Steroidogenesis: Looking Beyond Estrogen and Testosterone 

CHRIS D. MELETIS, ND 

When a woman or man becomes “pausal,” whether it be menopause or andropause, low hormone levels can impact many aspects of life. Low hormone levels affect bravado, finesse, and the physiological capability needed to pivot during times of stress. Low hormone levels also weaken one’s ability to address variables that are part of living in a modern and contemporary world. 

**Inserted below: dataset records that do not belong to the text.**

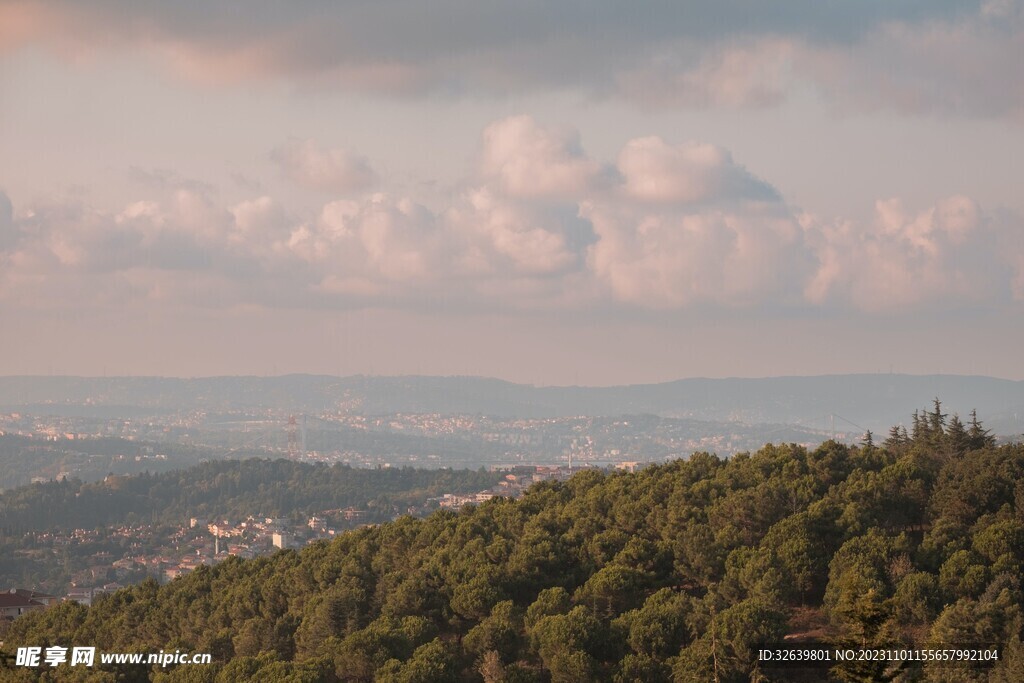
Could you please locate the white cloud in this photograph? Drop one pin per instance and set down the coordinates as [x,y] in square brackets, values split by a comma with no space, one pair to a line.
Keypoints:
[664,258]
[542,225]
[655,171]
[948,255]
[8,233]
[331,170]
[528,161]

Treating hormone levels in older patients is critical. Yet, as functional medicine providers, we must be wary not to fall into reductionism when it comes to the effects of a given steroidal hormone. This reductionist trap has a long history in hormone replacement therapy. Let’s remember that not too long ago the treatment of choice following a complete hysterectomy and oophorectomy was Premarin®. Yet, the ovaries produce more than just estrogens. Although unopposed estrogen has since been shown to be potentially harmful to women, providers still treat with estrogen alone to mitigate select symptoms. So why limit treatment to 1 hormone? Is this a philosophical approach or merely chasing symptoms? 

It’s important to remember men and women are more than a blend of gonadal hormones such as testosterone, estrogens, and progesterone. Many other hormones and hormonal pre-cursors influence health. It’s a big mistake to chase the end products of steroidogenesis without ensuring sufficient balance of upstream hormones and substrates. 

Supporting hormonal homeostasis is challenging. We live in a world with many exogenous factors and endocrine disruptors influencing hormonal balance. Supporting upstream products like pregnenolone and DHEA can contribute to hormonal balance even when downstream hormones like estrogen and testosterone are impacted. In this article, I’ll address the importance of supporting optimal levels of hormones and their precursors, and why rejuvenating mitochondrial health is critical to ensure optimal hormone production.   

Avoiding the Myopic Trap 

Based on steroidal endocrinology articles, we have all been led down the primrose path, which reports that when estradiol, estriol, and testosterone are addressed, select signs and symptoms will resolve. However, this myopic approach fails to consider other important hormones like pregnenolone, DHEA, and cortisol. 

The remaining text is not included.